La Charte est articulée autour de 8 thèmes clés pour garantir les meilleurs produits aux consommateurs :

  1. Préserver les ressources maritimes
  2. Promouvoir une pêche durable
  3. Intégrer les préoccupations sociales, environnementales, et économiques de la RSE dans les activités des entreprises
  4. Contrôler étroitement la qualité des produits
  5. Assurer une sécurité sanitaire optimale
  6. Assurer une traçabilité rigoureuse
  7. Conserver les qualités nutritionnelles des poissons
  8. Remplir un rôle citoyen.

 

Les fabricants de conserves de poissons s’engagent ainsi à :

 

Préserver les ressources maritimes en :

  • s’assurant que leurs approvisionnements sont issus de pêches légales et enregistrées. Les poissons des bateaux de l’Union européenne sont pêchés sous contrôle selon les règles de l’UE, et les poissons d’origine hors-européenne ne peuvent être achetés que si leurs captures sont dûment certifiées conformément à la réglementation de l’UE ;

Le règlement « contrôle des pêches » 1224/2009 impose un ensemble de règles contraignantes à tous les bateaux pêchant dans les eaux de l’Union européenne, et à tous les bateaux de l’Union européenne pêchant dans les eaux des pays tiers. Il permet aux Autorités de gérer de manière précise un vaste ensemble de domaines dans lesquels s’exerce la pêche maritime, allant des autorisations d’accès à la ressource (licences de pêche…) à la surveillance des navires (y compris par satellite), et des obligations déclaratives (log books) au contrôle par les autorités maritimes des capacités, des filets, des captures, des débarquements, etc.

Le règlement 1005/2008 sur la lutte contre les pêches illégales, non déclarées et non enregistrées (dites pêches INN) interdit l’importation de poissons matières premières et produits finis dans l’Union européenne s’ils ne sont pas accompagnés de certificats de captures prouvant qu’ils ont été pêchés dans un cadre légal, déclaré, enregistré.

  • suivant l’état des stocks de sardines, de maquereaux et de thons, dans le cadre du suivi des ressources réalisé par la CITPPM (Confédération des Industries de Traitement des Produits de la Pêche Maritime et de l’Aquaculture), avec l’appui de bureaux d’études spécialisés ;

Le travail réalisé dans le cadre de la Confédération des Industries de traitement des Pêches Maritimes (CITPPM), particulièrement pour le maquereau et la sardine, constitue une démarche volontaire à l’initiative des conserveurs.

Pour suivre l’état des stocks, les conserveurs ont sollicité le BUREAU VERITAS (OCEANIC DEVELOPPEMENT) pour la mise à disposition de « fiches ressources ». Cette base commune établie de manière indépendante vise à guider les conserveurs pour se positionner individuellement dans leurs politiques d‘approvisionnement.

Pour s‘informer de l’état des stocks de haute mer (thon tropical notamment), les conserveurs utilisent d’autres sources d’information, comme les travaux, rapports et évaluations de Organisations régionales de gestion de la pêche (ORGP), ou encore les travaux de l’ISSF (International Seafood Sustainability Foundation).
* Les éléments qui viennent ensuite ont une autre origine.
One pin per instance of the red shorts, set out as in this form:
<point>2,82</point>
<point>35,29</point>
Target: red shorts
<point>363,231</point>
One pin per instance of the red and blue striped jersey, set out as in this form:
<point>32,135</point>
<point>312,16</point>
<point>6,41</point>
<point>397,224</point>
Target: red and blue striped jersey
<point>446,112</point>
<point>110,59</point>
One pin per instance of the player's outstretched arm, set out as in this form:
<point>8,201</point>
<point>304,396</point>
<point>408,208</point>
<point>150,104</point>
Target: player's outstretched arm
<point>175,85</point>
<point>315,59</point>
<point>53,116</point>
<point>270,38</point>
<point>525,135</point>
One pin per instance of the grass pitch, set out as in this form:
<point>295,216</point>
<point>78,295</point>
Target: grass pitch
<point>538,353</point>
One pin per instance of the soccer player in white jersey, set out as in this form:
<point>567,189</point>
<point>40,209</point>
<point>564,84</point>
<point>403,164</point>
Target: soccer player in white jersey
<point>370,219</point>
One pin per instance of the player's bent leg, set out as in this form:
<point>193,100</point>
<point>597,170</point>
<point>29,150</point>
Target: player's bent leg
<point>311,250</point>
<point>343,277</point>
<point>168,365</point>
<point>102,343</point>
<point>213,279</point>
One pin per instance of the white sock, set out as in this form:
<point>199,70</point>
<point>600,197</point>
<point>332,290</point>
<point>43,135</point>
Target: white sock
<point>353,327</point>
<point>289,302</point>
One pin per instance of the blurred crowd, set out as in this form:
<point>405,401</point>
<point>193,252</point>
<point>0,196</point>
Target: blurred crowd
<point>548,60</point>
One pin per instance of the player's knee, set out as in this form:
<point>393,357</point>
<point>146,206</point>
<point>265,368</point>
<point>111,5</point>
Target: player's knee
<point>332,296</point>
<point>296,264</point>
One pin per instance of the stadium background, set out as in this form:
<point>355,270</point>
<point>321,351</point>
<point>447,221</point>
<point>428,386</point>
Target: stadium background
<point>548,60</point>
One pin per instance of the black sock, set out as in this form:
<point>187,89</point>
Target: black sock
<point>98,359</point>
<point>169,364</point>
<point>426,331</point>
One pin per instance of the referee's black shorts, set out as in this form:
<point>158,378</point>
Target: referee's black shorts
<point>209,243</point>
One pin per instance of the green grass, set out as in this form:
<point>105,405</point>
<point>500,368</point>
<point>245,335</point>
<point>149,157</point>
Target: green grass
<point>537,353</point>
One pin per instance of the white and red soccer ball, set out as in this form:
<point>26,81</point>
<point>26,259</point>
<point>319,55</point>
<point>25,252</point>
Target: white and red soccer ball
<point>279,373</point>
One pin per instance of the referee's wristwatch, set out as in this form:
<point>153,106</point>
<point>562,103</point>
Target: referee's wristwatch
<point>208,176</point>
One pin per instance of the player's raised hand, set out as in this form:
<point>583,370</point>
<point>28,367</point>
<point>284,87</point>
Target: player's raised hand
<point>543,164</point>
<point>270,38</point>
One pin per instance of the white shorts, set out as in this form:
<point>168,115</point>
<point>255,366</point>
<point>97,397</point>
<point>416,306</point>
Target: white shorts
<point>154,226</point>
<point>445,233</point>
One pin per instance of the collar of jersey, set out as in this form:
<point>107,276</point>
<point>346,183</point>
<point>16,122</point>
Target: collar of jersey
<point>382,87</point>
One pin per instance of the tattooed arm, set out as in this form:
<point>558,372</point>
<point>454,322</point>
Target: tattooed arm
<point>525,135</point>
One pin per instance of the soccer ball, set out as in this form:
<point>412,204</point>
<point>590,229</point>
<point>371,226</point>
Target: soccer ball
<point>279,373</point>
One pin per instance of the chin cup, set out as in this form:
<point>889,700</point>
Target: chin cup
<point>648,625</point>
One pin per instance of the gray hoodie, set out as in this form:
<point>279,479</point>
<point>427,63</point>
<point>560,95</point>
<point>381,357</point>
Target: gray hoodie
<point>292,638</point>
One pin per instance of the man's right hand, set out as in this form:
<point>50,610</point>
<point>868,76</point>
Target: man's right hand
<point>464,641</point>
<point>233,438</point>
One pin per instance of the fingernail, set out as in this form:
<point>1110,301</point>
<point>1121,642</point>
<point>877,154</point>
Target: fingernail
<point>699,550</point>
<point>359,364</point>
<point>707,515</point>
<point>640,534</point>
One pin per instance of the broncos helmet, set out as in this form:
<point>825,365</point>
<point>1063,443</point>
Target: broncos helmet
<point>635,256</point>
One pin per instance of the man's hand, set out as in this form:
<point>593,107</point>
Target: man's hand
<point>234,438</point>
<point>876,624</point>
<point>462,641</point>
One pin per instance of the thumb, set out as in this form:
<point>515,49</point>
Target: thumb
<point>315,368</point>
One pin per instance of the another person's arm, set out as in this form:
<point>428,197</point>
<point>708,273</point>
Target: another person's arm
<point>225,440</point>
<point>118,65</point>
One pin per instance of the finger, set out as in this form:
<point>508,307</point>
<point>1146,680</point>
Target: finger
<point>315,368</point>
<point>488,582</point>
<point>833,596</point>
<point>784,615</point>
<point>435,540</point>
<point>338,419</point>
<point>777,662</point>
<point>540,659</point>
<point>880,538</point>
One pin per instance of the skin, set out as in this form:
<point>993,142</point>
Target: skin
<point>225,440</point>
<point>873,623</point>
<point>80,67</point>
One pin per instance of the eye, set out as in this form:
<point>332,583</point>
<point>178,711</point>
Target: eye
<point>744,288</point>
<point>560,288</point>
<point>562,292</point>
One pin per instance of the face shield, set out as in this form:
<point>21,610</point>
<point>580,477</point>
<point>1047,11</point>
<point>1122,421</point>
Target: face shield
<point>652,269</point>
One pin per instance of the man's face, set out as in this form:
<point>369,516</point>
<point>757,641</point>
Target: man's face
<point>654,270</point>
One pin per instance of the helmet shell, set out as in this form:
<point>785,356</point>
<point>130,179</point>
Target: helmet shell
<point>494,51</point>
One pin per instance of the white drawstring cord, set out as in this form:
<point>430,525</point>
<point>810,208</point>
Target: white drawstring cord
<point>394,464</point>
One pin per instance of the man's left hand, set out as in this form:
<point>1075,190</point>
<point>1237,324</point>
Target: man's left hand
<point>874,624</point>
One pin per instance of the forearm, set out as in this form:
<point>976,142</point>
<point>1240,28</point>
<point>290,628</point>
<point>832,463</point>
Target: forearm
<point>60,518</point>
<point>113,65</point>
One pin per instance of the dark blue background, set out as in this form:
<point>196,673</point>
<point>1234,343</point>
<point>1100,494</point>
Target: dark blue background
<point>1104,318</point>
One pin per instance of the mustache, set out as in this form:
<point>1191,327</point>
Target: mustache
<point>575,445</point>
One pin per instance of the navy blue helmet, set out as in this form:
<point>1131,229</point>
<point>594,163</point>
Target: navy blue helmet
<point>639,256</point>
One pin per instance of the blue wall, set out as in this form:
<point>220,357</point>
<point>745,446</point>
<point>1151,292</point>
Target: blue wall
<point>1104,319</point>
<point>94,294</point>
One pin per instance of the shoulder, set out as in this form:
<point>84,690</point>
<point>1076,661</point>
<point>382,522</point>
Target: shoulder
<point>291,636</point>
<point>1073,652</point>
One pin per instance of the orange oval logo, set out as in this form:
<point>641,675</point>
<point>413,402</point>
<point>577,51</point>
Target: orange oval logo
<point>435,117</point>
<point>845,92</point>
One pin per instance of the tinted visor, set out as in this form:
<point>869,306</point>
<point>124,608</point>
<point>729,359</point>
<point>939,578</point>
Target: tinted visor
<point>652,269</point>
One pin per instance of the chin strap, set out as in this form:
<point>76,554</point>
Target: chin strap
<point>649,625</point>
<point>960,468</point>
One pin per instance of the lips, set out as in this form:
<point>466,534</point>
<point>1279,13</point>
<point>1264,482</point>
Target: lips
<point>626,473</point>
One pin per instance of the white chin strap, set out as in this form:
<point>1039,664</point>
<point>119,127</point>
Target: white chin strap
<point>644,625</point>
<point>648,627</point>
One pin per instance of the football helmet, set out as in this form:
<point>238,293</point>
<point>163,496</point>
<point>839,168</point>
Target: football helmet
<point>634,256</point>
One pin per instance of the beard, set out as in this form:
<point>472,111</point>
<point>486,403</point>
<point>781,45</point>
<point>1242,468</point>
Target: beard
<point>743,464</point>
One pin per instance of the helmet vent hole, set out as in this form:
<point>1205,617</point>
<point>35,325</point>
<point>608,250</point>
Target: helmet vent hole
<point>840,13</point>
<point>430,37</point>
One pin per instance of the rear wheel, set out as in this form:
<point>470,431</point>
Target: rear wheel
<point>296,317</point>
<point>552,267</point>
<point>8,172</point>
  • mettant en œuvre une politique d’achats intégrant dans ses décisions un objectif de préservation des ressources des différents stocks de thons.

Les espèces de thon qui sont utilisées pour la fabrication de conserves sont principalement les thons tropicaux : thon albacore (ou thon à nageoires jaunes), thon listao, et thon patudo (ou thon obèse). Le thon blanc (ou thon germon) est pêché en zone tempérée, au large des côtes de la France et de l’Irlande : il reste « le thon traditionnel » apprécié des connaisseurs.

 

Promouvoir une pêche durable en :

  • engageant des démarches visant à favoriser une pêche durable et responsable, respectueuse de la biodiversité. Chaque entreprise signataire est engagée dans au moins une démarche telle que l’adhésion à des organismes reconnus (l’ISSF – International Seafood Sustainability Foundation…), l’approvisionnement auprès de pêcheries durables certifiées (MSC – Marine Stewardship Council ou autres Ecolabels), la mise en place d’exigences spécifiques dans les Cahiers des Charges fournisseurs…

En savoir plus :

UppiaSous l’impulsion de professionnels français, l’AFNOR et FranceAgrimer ont obtenu le lancement d’un nouveau projet de norme internationale ISO, visant à qualifier et organiser au niveau mondial les labellisations de la « pêche durable ». Ce travail sera très utile pour renforcer la confiance des consommateurs vis-à-vis des allégations « pêche durable ».

En effet, plusieurs labels indépendants existent dont le plus connu, le label MSC, relève d’une organisation indépendante à but non lucratif. Son référentiel, développé avec des experts scientifiques, reprend une large part des critères du Code de conduite de la FAO (Organisation des Nations Unies pour l’alimentation et l’agriculture) pour une pêche responsable. Il certifie les pêcheries volontaires qui adoptent des pratiques de pêche respectueuses de ces critères, ainsi que les produits qui en sont issus de manière traçable.

L’ISSF est un partenariat unique, réunissant la filière du thon, la communauté des sciences halieutiques, et WWF, ONG leader mondial de la conservation de la nature. Cette instance soutient des initiatives scientifiques à long terme pour l’exploitation durable des ressources de thon et la sauvegarde de la biodiversité, notamment en réduisant les prises accessoires et en défendant la santé de l’écosystème marin. L’ISSF favorise trois grandes approches : la science appliquée, le lobbying et des actions directes sur les marchés. Ses actions sont appliquées dans six domaines prioritaires : la gestion des capacités de pêche, la réduction des prises accessoires, l’éradication des pêches illégales, non réglementées et non déclarées, le renforcement des systèmes d’information, l’amélioration de l’efficacité des systèmes de suivi, de contrôle et de surveillance et l’amélioration de la santé des stocks mondiaux de thon. De plus, l’ISSF collabore étroitement avec les organisations régionales de gestion des pêches (ORGP) responsables des stocks mondiaux de thon.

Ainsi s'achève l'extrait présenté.